Acht Jahre ist es her, dass bemessen wurde, wie viele Extra-Wochenstunden einer Kindertagesstätte zustehen, um Kinder mit Behinderungen oder Verhaltensauffälligkeiten entsprechend zu fördern.

„2008 hat man festgestellt, dass das auf 680 Kinder in ganz Bremen zutrifft und die entsprechenden Mittel zur Verfügung gestellt“, erklärt Sandra Ahrens, kinderpolitische Sprecherin der CDU.

Bahlmann: „Zahl der Förderkinder ist angestiegen“

Das führt in den einzelnen Einrichtungen längst zu massiven Problemen. „Wir kriegen immer noch die gleiche Stundenzahl, sie ist nicht mit der Zahl der Förderkinder angestiegen“, bestätigt Wolfgang Bahlmann, Geschäftsführer von Kita Bremen.

Dabei habe die Zahl der Kinder mit Förderbedarf stark zugenommen.
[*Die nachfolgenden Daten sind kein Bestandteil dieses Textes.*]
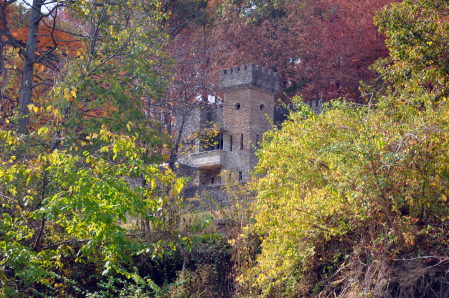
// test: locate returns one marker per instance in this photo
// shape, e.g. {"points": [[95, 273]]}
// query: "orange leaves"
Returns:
{"points": [[49, 38]]}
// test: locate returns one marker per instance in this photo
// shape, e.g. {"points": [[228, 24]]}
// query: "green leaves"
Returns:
{"points": [[61, 202]]}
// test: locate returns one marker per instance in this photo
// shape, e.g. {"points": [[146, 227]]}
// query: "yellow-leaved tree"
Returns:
{"points": [[345, 197]]}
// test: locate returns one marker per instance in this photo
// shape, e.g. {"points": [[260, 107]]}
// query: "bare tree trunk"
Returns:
{"points": [[29, 56]]}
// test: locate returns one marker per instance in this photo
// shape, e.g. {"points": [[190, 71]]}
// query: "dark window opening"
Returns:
{"points": [[215, 144]]}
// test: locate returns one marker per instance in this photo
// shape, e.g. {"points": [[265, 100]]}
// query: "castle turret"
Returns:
{"points": [[249, 92]]}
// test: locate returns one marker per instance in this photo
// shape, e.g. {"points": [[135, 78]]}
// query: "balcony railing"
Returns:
{"points": [[208, 159]]}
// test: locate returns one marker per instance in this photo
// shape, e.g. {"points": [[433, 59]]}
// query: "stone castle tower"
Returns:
{"points": [[244, 116], [248, 109]]}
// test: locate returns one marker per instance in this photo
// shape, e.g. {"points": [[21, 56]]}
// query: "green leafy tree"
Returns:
{"points": [[89, 163], [371, 180]]}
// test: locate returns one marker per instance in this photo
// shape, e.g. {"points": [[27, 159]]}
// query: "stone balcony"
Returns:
{"points": [[208, 159]]}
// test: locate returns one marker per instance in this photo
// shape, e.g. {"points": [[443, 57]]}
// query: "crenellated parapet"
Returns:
{"points": [[249, 75]]}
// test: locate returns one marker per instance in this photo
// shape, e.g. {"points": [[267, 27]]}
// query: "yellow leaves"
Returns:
{"points": [[70, 95]]}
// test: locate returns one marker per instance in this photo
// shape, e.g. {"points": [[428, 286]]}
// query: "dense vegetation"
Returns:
{"points": [[353, 201]]}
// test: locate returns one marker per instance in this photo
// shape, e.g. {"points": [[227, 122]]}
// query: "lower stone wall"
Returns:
{"points": [[207, 196]]}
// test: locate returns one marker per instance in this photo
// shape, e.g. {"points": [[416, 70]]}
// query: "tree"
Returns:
{"points": [[344, 196], [321, 49], [41, 44], [89, 163]]}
Die Folge: Im Alltag werden die Extra-Stunden, die eigentlich dafür vorgesehen sind, die soziale Benachteileigung der Kinder in den sogenannten Index-Kitas auszugleichen, dafür abgeknapst, die Kinder mit Förderbedarf zu integrieren. „Denn sie haben einen Rechtsanspruch“, erklärt Bahlmann das Dilemma.

CDU kritisiert Unterfinanzierung

Ahrens kritisiert, die veralteten Zahlen führten zur Unterfinanzierung bei allen Trägern: „Die evangelische Kirche kann das noch aus eigenem Budget ausgleichen, aber bei Kita Bremen fehlt das Geld.“

Wie wenig der geplanten Wochenstunden zum Ausgleich von Belastungen in sozialen Brennpunkten tatsächlich in den Kitas des kommunalen Trägers Kita Bremen ankommt, geht aus einem vertraulichen Papier hervor, das dem WESER REPORT vorliegt.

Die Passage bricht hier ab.